In The Field: Having a Rocking Time

Sudbury – Hello again, this week we discuss changes. I start this entry with two days until I get to Terrace Bay; by the end of it I will have spent an entire week in the wilds. In geology, as you may or may not be aware, there are three types of rock: igneous, metamorphic and sedimentary. The area where I am going to be living has mostly igneous rocks, or rocks that come from below the Earth’s crust. However, these rocks are all incredibly old – in fact, they’re Precambrian Archaean rocks and the passing billenia have changed the rocks continuously.

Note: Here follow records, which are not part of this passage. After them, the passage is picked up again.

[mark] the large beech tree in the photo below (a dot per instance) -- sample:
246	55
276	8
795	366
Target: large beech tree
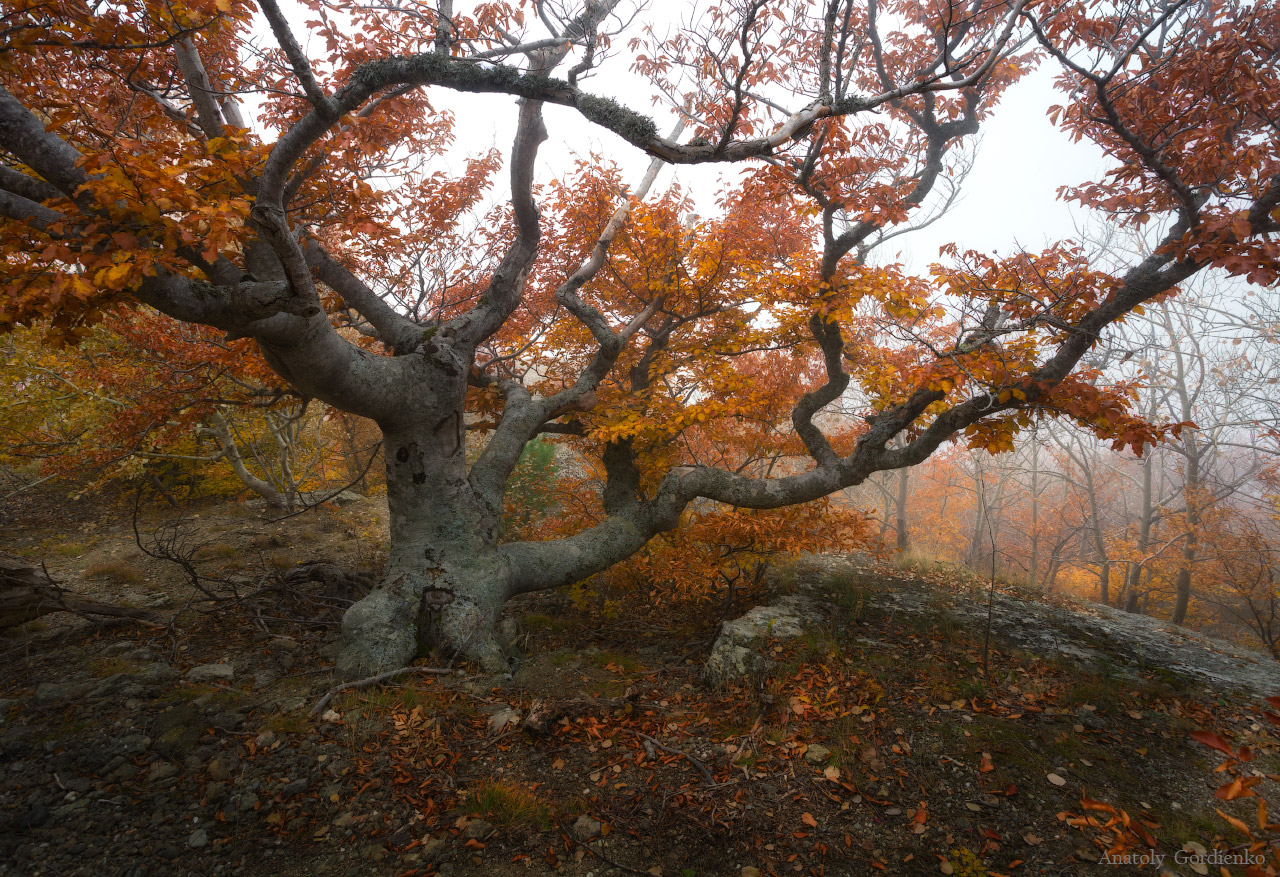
167	154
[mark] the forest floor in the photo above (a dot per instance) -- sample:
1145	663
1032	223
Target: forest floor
892	736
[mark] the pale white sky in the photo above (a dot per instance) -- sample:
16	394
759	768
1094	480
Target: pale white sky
1009	200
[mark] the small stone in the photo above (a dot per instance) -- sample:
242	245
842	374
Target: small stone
35	817
478	830
499	721
205	674
51	694
432	849
161	771
816	754
586	827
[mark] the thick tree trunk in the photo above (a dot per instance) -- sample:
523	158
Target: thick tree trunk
444	581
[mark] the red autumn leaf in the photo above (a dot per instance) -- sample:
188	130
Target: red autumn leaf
1211	740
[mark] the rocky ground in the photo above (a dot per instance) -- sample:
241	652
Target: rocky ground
876	741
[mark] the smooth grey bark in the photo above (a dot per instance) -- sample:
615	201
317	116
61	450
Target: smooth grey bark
904	539
1132	587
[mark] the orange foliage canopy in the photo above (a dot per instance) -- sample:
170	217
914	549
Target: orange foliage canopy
699	361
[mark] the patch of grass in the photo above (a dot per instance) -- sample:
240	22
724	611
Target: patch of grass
216	551
618	659
103	667
918	561
72	548
117	570
280	561
508	804
1100	691
944	625
287	724
540	621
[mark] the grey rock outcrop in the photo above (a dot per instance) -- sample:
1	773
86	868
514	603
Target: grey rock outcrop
736	653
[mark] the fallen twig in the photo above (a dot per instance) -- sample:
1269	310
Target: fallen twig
695	762
374	680
568	834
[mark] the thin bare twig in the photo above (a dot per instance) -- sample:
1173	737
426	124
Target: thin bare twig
695	762
374	680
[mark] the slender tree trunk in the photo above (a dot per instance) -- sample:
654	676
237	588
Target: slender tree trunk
904	540
1034	570
1191	490
1148	512
223	433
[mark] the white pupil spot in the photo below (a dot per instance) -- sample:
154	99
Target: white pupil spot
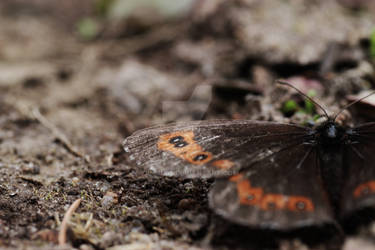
366	190
300	205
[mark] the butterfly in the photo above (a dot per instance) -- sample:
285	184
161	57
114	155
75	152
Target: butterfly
269	175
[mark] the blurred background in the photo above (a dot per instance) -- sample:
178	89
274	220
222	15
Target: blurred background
77	77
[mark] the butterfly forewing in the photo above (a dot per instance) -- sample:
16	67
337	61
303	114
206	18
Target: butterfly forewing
210	148
281	191
359	185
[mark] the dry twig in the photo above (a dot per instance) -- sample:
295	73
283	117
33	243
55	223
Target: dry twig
58	134
64	224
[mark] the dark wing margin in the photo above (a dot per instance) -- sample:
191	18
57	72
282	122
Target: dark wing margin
209	148
359	186
283	192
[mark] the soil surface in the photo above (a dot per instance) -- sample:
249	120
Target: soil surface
77	77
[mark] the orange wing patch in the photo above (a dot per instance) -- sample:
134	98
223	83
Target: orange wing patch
364	189
223	164
183	145
266	201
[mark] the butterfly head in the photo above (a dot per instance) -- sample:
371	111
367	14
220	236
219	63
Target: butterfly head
330	133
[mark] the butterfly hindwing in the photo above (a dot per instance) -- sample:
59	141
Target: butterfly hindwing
359	188
282	191
209	148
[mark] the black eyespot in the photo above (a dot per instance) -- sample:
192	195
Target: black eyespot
176	139
180	144
250	197
300	205
271	205
200	157
365	191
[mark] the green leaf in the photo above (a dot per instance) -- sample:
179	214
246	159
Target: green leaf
309	105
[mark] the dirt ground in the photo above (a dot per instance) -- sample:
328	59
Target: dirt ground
77	77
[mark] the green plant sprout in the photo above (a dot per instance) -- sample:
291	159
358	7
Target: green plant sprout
291	107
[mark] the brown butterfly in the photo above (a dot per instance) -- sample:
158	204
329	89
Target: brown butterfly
269	175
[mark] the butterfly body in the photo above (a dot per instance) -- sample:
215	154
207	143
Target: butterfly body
268	174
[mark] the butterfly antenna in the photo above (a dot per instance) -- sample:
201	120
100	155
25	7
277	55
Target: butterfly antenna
351	104
304	95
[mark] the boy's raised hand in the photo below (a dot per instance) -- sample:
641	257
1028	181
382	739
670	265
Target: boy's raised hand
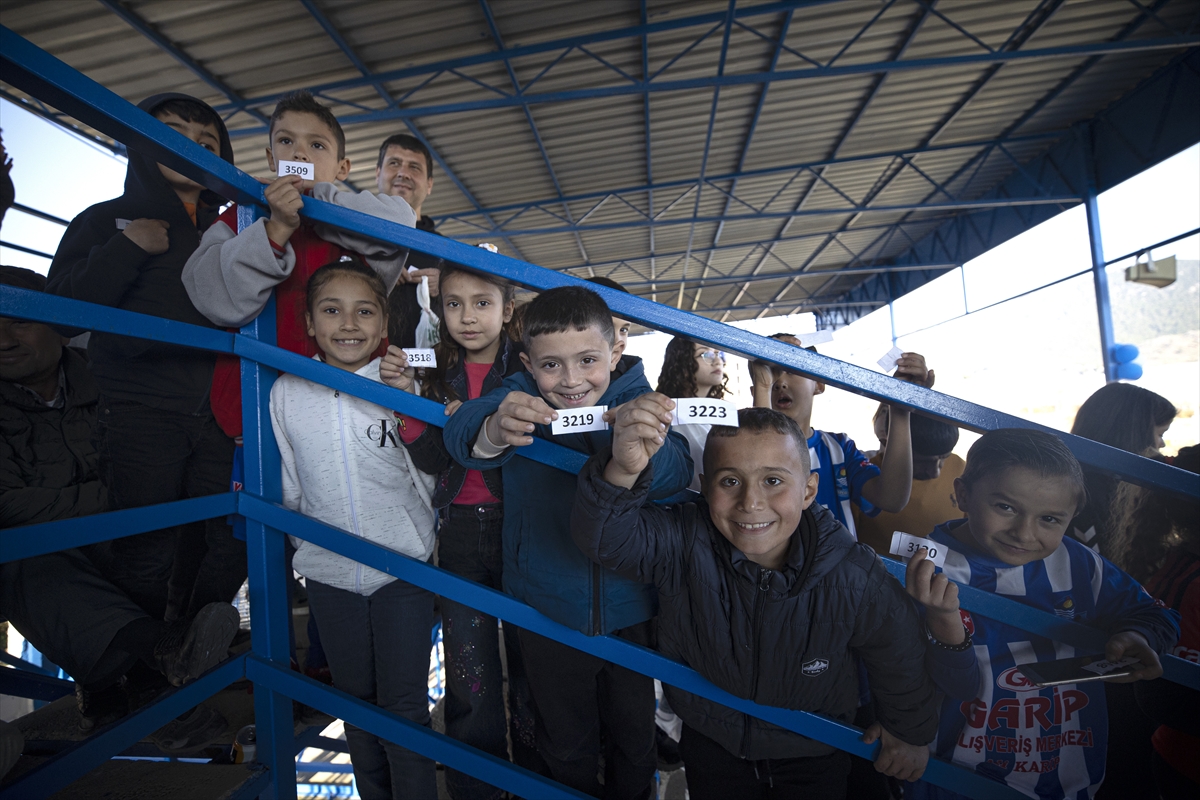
394	370
911	367
939	595
1131	644
285	199
515	419
897	758
639	429
149	234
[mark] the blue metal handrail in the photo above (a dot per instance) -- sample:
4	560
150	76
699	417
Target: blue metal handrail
33	70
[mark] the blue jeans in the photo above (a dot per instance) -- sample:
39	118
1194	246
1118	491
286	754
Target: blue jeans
378	650
469	545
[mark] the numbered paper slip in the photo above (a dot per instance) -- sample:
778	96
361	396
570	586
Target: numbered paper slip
580	420
301	168
421	356
705	410
906	546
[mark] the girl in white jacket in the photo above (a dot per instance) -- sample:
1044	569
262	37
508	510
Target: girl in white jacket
345	464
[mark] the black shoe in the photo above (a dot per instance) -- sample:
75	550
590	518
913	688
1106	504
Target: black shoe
191	733
669	751
205	644
97	708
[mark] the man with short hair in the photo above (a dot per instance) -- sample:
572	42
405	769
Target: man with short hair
406	170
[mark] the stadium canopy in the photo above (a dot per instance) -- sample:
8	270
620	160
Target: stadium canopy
737	160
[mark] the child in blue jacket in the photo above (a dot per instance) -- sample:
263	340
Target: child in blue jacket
571	365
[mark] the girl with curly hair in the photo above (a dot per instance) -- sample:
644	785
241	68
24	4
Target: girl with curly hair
691	370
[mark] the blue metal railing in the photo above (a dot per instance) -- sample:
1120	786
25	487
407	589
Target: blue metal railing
39	73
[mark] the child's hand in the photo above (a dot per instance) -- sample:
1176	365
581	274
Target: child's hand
285	199
939	595
911	367
897	758
149	234
1128	644
515	419
639	429
394	370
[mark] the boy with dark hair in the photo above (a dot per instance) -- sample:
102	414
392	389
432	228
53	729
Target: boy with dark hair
763	593
934	471
581	701
232	275
159	440
846	475
1020	491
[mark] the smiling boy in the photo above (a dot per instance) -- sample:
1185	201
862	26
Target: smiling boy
232	275
581	701
1020	491
763	593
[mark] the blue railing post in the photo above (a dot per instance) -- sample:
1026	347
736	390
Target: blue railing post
269	608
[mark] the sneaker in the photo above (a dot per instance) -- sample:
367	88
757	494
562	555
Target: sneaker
97	708
191	733
205	644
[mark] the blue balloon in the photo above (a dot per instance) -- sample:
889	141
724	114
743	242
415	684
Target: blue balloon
1131	371
1125	353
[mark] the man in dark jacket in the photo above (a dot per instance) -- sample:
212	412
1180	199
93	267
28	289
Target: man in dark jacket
406	170
60	602
159	440
765	594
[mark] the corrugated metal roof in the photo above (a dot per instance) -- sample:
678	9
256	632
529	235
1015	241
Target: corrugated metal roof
598	146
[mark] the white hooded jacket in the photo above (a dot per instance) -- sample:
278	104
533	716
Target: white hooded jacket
345	464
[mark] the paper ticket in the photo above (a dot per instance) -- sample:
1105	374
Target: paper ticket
301	168
1103	667
421	358
705	410
580	420
888	362
906	546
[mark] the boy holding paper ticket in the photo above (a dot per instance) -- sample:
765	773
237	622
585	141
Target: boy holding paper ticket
763	593
586	707
232	275
1020	491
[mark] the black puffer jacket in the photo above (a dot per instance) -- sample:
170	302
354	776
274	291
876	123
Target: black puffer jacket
47	458
96	263
785	638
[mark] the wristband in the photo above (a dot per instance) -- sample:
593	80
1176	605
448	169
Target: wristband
953	648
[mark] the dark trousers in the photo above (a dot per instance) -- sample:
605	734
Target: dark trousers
588	708
715	774
469	545
378	650
150	456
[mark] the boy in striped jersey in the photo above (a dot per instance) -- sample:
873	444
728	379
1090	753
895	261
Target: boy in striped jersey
1020	491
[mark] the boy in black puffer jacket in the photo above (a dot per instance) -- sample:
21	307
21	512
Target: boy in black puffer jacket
765	594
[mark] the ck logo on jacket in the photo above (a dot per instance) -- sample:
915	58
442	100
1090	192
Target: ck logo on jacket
384	433
815	667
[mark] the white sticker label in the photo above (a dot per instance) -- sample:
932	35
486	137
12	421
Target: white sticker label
815	337
1103	667
705	410
301	168
421	358
906	546
888	362
580	420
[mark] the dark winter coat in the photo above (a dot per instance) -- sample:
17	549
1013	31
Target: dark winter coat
96	263
429	450
784	637
48	463
541	564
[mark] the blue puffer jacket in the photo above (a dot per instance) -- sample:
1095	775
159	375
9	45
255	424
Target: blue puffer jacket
541	564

Deciphering the rock despite its metamorphosis is something that I can tell you right now I perceive as a wicked challenge.

In the spare time before heading to the field and, I presume, even after getting out there, my field team have been playing an aptly titled rock-identifying game called “Stump the Chump.” I can assure you that I am the chump in every occasion. I am always the one who says the wrong thing or waits silently without offering an opinion as my field crew members decipher the rock type given to us by my supervisor. It is my personal goal to overcome my incapability and to learn to identify a tourmaline from an amphibole from an olivine.

You may be asking what is metamorphic rock? It’s the result of high temperature and pressure exerted on original rock deep below the Earth’s crust. The process of metamorphosis usually causes minerals to “melt” and recrystallize more visibly in the resulting rock. The longer a rock is subjected to these high temperatures and pressures, the greater the changes in the look and texture of a resulting rock. More fine-grained rocks have usually experienced less metamorphism than coarse-grained and foliated rocks.

I know my crew sees me as a weak link, the member to be pitied for her lack of prior education in the ways and means of rocks and minerals. This perception is in fact warranted as I haven’t done anything thus far to counteract their opinion. In the same way that temperature and pressure act on rocks to metamorphose them into slates, schists, marbles and gneisses, I await the transformative powers of the summer’s heat, and the pressures to perform which I will face in the field, to turn me into a competent team member. For now I wait excitedly to get into the field.

Jackfish Lake – The drive up took approximately 10 hours due to construction, heavy rain, and intense fog but when we crested the last hill and saw the way clear below us I sensed we were coming home; at the bottom of that hill lies our cabins tucked off the road and next to a section of bed-shaking road construction.

Our cabins themselves are straight from the 80s – no internet or cell service included. As a means of entertainment, I luckily brought my trusty transistor radio and managed to find the single station in the entire area. That is not a joke – they don’t even have CBC here. This station “CFNO Your Home Town Radio Station” has everything you need, from music and weather to how the beer league sports teams are doing. It’s an actual way to time travel for the low, low price of a drive north of the “Big Lake” as CFNO calls Superior.

Every day has started out so foggy you’d think the world ends at the side of the highway. Some days it rains all day, but a few times it has blossomed into the kind of perfect summer day that’s not too hot to move, but not as cold as I was afraid it might be way up here.

The chilly mornings have the advantage at least of preventing severely buggy weather but I sense the hordes are coming. If I don’t look like a pock-marked medieval peasant by the end of the summer I’ve clearly been lying about where I’ve been spending my time.

The view from here is, however, completely priceless. I spend my afternoons cradling a cool drink or an ice cream on the porch of our cabin reading and looking across the road to the lake and forest of fragrant pines. We face west and the sunsets rival even Waterloo’s; every morning I wake with the sun pouring into our east-facing windows. It’s difficult, especially when I sit outside typing this and soaking up the last rays of a dying day, not to feel how extremely lucky I am to experience this place. It could be the influence of the blessing from the Pic River Ojibwe Elders this morning who have me thinking about our place on the planet, but I’m grateful just to be here as I pass through my life.